In the late 1970s, my husband Alan and I applied to Wandsworth Council’s adoption service. In 1979, Rita, a Black girl of 18 months, whose mother was suffering from schizophrenia and unable to care for her, came to live with us from a foster home. The plan for her brother, Danny, two years older, was to live with a family where he would be the only child because he had been neglected as a baby and would require a lot of attention. On finding out about Danny and meeting him, we asked Wandsworth to place him with us so that brother and sister could grow up together. Despite careful preparations for his move, Danny at the age of four was unhappy about it. He had formed a strong attachment to one of the residential social workers.
From the beginning, we agreed to an open adoption because as White people, we could not teach the children about their Jamaican heritage and because they would benefit from knowing their birth family. We had been open to transracial adoption from the beginning and aware that it was coming into question, but it would have been racist to refuse to take in a child of another race. Supervised visits took place with their mother, but she was judged too ill to continue with them after she attacked a social worker and me physically one day. Visits by their father were more successful, although rare. Their father and his family wanted the children to be placed with them, but they were rejected as they were thought by social workers to be too strict. The family contested the case for adoption, but in 1983, a High Court adoption order was granted in our favour, because by that time the children were well settled with us.
Arrangements were made for Danny and Rita to see their father and paternal grandparents over the next few years. This worked reasonably well until Danny was 14. One day in 1990, he went to live with his grandmother, who welcomed him. Despite our pleading, he refused to return to us. Three months later, aged 12, Rita followed him, after nearly eleven years with us. We had accepted Danny’s departure because he had always seemed on the edge of the family, but we were devastated when Rita left. None of our efforts to persuade her to return made any difference.

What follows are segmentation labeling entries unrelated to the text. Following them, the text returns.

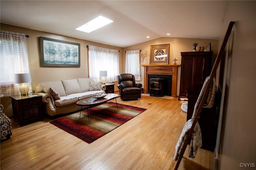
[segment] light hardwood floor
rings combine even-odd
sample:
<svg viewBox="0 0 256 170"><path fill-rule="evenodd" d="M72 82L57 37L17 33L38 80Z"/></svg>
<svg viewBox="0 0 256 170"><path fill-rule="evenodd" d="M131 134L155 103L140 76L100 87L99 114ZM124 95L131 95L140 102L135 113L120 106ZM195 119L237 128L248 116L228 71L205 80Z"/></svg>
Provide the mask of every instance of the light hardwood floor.
<svg viewBox="0 0 256 170"><path fill-rule="evenodd" d="M51 124L47 117L22 127L13 123L11 138L1 143L1 169L173 169L175 146L186 121L180 109L184 102L144 96L117 101L147 110L90 144ZM188 148L179 170L213 169L212 152L200 149L191 159Z"/></svg>

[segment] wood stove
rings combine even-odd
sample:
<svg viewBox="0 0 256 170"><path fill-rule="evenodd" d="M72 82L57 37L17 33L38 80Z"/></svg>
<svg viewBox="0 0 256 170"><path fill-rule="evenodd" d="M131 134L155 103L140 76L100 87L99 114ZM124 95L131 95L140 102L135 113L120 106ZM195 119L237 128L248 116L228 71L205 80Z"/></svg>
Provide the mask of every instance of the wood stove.
<svg viewBox="0 0 256 170"><path fill-rule="evenodd" d="M150 95L157 97L162 97L164 95L164 81L162 78L150 78Z"/></svg>

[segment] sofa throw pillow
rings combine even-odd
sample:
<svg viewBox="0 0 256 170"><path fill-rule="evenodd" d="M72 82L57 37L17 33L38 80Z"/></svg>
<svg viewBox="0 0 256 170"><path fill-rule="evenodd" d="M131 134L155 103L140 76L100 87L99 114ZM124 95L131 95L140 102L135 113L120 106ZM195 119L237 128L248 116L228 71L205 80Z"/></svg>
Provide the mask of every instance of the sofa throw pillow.
<svg viewBox="0 0 256 170"><path fill-rule="evenodd" d="M90 82L90 91L95 91L96 90L101 90L101 82Z"/></svg>
<svg viewBox="0 0 256 170"><path fill-rule="evenodd" d="M54 100L59 100L60 99L60 96L58 92L51 87L44 89L44 91L46 93L51 95Z"/></svg>

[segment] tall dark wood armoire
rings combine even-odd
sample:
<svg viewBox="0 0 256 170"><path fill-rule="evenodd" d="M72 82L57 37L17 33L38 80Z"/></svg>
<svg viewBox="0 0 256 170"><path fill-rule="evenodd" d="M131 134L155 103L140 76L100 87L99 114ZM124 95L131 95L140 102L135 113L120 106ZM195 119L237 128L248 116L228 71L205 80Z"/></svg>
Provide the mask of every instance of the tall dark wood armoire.
<svg viewBox="0 0 256 170"><path fill-rule="evenodd" d="M204 83L211 73L212 51L182 52L179 99L186 99L187 90L192 85Z"/></svg>

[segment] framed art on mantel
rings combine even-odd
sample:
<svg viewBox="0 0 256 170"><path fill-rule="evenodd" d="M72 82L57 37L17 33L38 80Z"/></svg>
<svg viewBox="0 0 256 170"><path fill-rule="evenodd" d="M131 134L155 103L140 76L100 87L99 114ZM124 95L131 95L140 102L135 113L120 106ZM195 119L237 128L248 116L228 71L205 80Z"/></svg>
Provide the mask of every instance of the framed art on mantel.
<svg viewBox="0 0 256 170"><path fill-rule="evenodd" d="M150 64L168 64L170 44L150 45Z"/></svg>
<svg viewBox="0 0 256 170"><path fill-rule="evenodd" d="M41 66L80 67L80 44L40 37Z"/></svg>

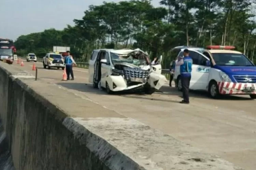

Like Danny, she had gone to her family and afterwards both Danny and Rita said it felt like coming home.
A year after leaving us, Danny came to see us one day and a few months later, Rita arrived with a school friend, to look at her old life. There was no question of either of them wanting to come back to us. Our children had gone for good. Living with their grandparents allowed them to belong to their birth family and taught them about Black culture. Alan and I kept in touch with Danny and Rita as much as possible and after an initial gap, began to see them regularly.
Danny has been a Royal Marines Commando and served in Afghanistan, later running a gym in Kenya. He has lived in London in recent years and is an Uber driver. He has five children, of whom the eldest two are now adults and he lives with the mother of the youngest one. He has always referred to us as his White parents.
Rita trained as a phlebotomist but has since qualified as a district nurse and is an active member of her church. She lives in London with her two daughters and her partner. Rita is clear that she and Danny should have been allowed to grow up with their father’s family as soon as their mother became too ill to care for them. This is surely what would happen now.
Alan, who for years ran the post-qualifying course in mental health social work at the Maudsley Hospital/Institute of Psychiatry, broadened his research into children placed away from home to include adoption and became a key author of adoption studies. My book In Black and White about our experience of adoption was published under the pseudonym of Nathalie Seymour by BAAF in 2007.
Since Alan’s death in 2024, Danny and Rita and their immediate families have been very supportive of me, with visits, outings and practical help and I am grateful for that.